O Mestre

Desde o início Freddie Quell (Joaquin Phoenix) é um animal não domesticado, obediente aos seus instintos mais primitivos e dotado de traços animalescos e infantis (como se divertir com peidos). Constatamos isso ainda pelo seu ritual de beber um quase veneno preparado por ele e brigar como um animal raivoso e enxergar sexo em qualquer lugar.

Acreditarmos em seu estado animalesco é vital para que entendamos desde o início que a suposta aura de superioridade que Lancaster Dodd (Philip Seymour Hoffman), o tal Mestre do título, parece atribuir à figura do homem não passe de um delírio da sociedade moderna. Para isso a colaboração incondicional dos dois atores em viverem essas caricaturas é o que determina o sucesso na comparação entre esses seres que parecem tão díspars. No entanto, note como Lancaster se enfurece ao menor sinal de crítica aos seus métodos, por mais ponderados e racionais que estes sejam, demonstrando que talvez seja uma versão podada do seu recém-amigo.

O diretor Paul T. Anderson não poupa esforços para demonstrar que o aparente cientificismo nos ensinamentos de Lancaster não passam nunca de sua visão subjetiva do mundo, no qual faz o papel de um profeta em uma seita. Se nos escapa o momento onde seja possível identificar qualquer indício de pensamento científico é porque a resposta mais simples é que simplesmente ele não existe.

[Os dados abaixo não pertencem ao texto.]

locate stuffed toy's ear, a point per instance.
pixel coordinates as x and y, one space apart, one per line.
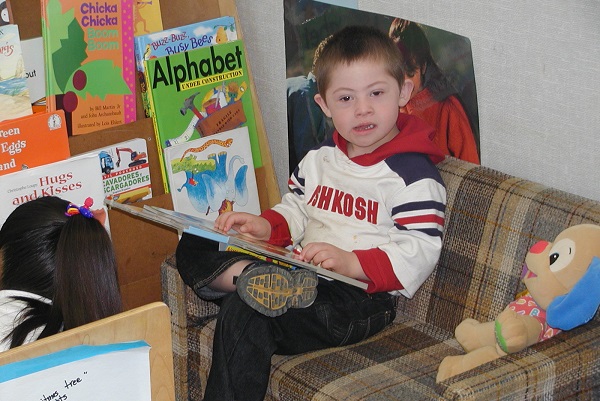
577 307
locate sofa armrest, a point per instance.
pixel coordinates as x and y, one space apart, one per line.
566 364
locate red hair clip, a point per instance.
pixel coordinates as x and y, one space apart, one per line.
73 209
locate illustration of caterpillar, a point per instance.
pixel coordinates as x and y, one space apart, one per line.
226 143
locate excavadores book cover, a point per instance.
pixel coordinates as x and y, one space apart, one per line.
125 171
198 93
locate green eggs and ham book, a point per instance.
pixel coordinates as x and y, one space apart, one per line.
90 66
201 92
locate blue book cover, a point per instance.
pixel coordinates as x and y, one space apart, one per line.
14 93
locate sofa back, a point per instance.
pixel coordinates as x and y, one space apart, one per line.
492 219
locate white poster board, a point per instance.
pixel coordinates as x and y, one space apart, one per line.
82 373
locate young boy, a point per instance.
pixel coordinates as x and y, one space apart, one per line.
368 204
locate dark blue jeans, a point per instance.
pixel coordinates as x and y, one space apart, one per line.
245 340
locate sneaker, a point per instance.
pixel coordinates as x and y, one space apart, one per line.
272 290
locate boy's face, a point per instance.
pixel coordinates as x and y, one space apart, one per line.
363 101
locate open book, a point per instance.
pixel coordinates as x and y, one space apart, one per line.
204 228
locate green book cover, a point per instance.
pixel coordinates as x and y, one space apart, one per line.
201 92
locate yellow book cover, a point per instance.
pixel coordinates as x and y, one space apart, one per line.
90 67
147 17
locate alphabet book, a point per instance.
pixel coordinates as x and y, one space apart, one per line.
177 40
200 92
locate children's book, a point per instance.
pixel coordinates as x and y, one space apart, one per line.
33 141
212 175
177 40
14 94
201 92
35 72
147 17
125 171
5 13
90 65
74 179
205 229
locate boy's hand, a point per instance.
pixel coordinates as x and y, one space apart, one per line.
332 258
244 223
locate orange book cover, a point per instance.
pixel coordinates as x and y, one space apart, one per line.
90 67
32 141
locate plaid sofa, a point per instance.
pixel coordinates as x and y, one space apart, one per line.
492 220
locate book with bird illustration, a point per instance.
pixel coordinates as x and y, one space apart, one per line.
212 175
201 92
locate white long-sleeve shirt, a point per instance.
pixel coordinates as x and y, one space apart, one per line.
387 206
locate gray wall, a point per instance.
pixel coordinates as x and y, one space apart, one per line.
537 70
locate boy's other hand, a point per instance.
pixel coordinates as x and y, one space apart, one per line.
332 258
244 223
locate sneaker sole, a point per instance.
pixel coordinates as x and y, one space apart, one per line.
272 290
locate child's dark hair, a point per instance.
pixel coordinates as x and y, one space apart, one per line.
69 260
354 43
416 51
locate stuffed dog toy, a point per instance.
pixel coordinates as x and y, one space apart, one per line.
563 291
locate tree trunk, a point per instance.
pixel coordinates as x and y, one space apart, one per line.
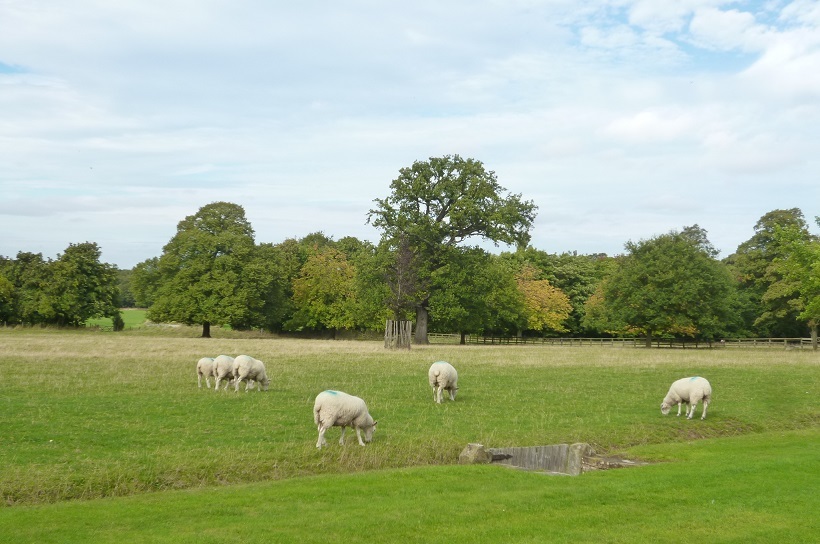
421 324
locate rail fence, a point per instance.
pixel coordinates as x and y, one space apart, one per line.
725 343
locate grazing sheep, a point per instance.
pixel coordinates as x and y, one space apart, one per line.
248 369
688 391
223 370
338 409
443 377
204 367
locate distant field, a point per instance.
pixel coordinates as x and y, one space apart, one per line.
89 415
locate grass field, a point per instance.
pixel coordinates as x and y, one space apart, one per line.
107 437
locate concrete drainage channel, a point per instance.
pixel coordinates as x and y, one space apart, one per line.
566 459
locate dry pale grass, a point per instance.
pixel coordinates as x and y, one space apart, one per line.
92 414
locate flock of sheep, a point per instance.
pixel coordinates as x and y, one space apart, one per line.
339 409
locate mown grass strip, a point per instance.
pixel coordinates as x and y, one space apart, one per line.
89 415
755 488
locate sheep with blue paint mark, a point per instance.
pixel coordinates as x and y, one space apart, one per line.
249 370
688 391
223 370
204 368
443 377
339 409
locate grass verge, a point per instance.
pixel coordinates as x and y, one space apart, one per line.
753 488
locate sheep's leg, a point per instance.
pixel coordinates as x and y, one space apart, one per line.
321 442
693 403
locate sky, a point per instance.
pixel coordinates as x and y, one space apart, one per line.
621 119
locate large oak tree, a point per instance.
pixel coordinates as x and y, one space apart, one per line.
440 203
202 276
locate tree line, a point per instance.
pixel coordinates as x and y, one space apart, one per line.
427 269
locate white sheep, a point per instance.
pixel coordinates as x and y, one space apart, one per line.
248 369
688 391
443 377
338 409
204 368
223 370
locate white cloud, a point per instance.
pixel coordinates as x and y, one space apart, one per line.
620 118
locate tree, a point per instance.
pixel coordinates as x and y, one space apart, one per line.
201 273
577 276
29 273
324 293
667 285
799 268
436 205
771 311
475 292
81 287
547 307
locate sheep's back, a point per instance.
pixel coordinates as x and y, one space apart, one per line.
338 408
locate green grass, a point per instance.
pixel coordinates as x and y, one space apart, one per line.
111 418
756 488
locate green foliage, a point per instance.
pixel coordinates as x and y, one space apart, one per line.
769 307
799 269
668 285
547 307
206 272
475 292
66 292
324 293
437 204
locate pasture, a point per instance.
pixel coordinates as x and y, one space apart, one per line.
107 437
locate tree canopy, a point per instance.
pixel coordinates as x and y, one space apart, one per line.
201 273
440 203
669 284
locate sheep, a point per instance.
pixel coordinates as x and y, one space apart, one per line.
338 409
204 367
443 377
223 370
248 369
688 391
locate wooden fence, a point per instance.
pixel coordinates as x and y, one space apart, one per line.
726 343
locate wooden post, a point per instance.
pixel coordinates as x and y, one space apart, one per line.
397 334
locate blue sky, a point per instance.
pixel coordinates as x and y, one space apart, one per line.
621 119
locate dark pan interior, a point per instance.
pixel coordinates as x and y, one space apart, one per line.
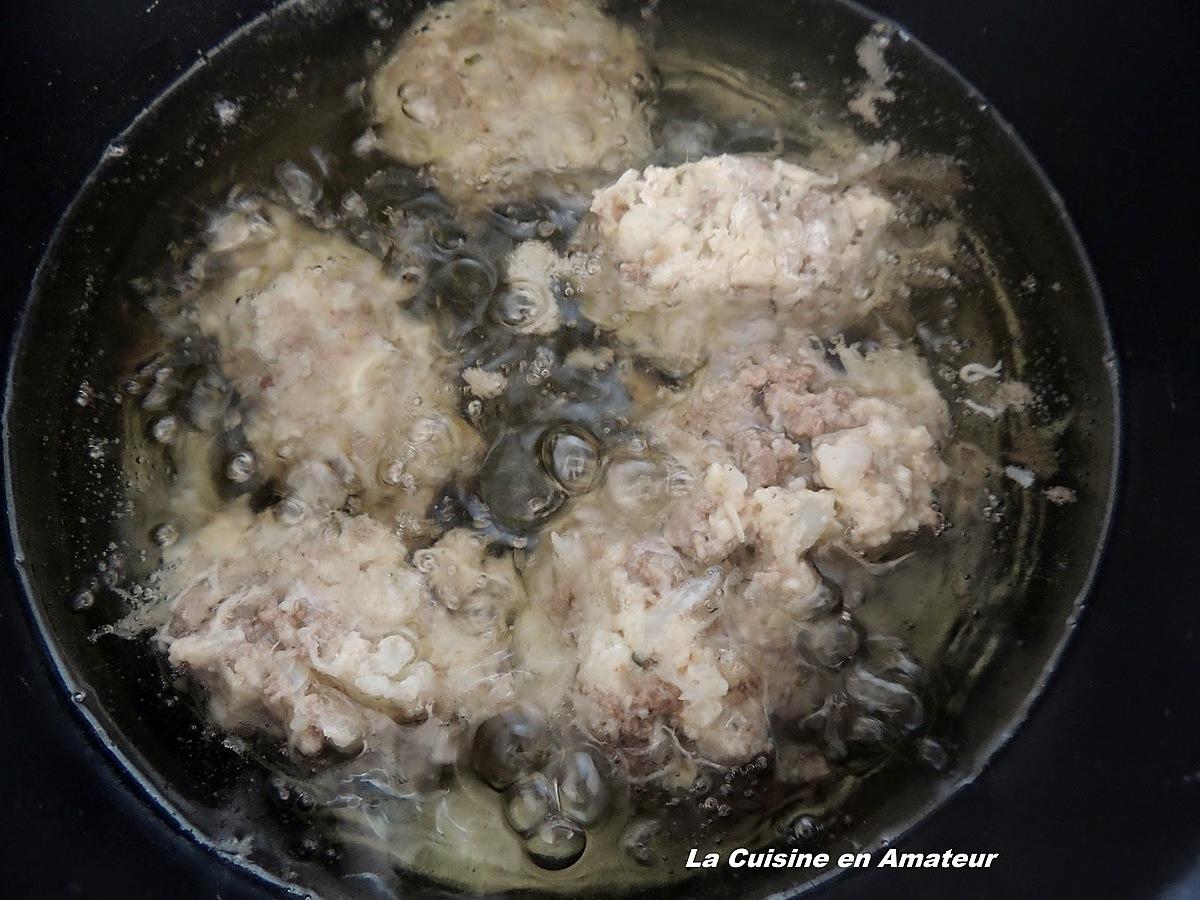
81 316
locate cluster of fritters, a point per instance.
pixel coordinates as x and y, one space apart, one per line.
676 598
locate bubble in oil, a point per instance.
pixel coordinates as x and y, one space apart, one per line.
83 601
528 803
556 845
571 456
165 534
165 430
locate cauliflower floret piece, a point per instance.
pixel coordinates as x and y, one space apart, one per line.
723 250
503 99
323 631
345 391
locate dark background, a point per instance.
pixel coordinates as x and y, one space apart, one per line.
1101 793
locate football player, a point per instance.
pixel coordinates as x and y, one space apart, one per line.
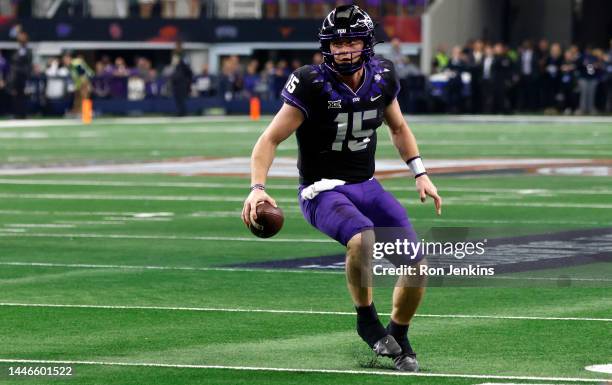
335 108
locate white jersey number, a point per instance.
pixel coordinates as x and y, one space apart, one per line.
357 131
292 83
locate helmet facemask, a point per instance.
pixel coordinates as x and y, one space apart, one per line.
347 22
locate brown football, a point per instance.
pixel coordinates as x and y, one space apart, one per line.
270 218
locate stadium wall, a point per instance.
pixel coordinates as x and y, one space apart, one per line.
551 19
453 22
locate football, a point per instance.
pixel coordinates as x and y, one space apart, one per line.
270 219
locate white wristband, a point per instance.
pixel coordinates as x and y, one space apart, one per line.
416 166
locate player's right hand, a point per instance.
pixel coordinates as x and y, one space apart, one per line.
249 210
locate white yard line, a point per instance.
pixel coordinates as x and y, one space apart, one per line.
205 185
246 269
170 237
217 198
299 370
186 268
286 311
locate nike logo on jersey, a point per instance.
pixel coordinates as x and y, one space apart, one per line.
334 104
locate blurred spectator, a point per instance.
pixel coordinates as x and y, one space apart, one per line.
171 9
168 8
271 9
295 64
502 79
8 8
590 69
552 78
181 79
568 82
608 79
456 67
57 77
120 69
398 59
251 78
440 60
204 82
20 72
281 74
474 62
80 74
4 95
100 84
146 8
528 77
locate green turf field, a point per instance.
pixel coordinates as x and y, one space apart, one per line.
126 278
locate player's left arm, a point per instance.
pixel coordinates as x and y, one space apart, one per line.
405 142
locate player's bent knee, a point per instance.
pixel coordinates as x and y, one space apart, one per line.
360 245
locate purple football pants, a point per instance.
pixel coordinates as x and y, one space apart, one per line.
347 210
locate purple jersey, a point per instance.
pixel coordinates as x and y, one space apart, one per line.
337 139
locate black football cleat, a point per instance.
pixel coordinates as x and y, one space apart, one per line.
387 347
406 362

Ainda que seja justificável a presença de Freddie como alguém disposto a “aprender” com o Mestre e consequentemente nos fazer entrar em seu universo, e mesmo que seja visível a necessidade de Lancaster em conseguir com que Freddie internalize seu lado animal (talvez até como um desafio ao seu método) o fato é que nunca é possível deslumbrar o porquê perder tanto tempo com alguém irrecuperável da “falha” de ser um humano visceral (e livre) quando é fácil perceber os objetivos de Lancaster giram melhor próximo dos bolsos das desenganadas (e ricas) velhinhas que consola através da viagem no tempo.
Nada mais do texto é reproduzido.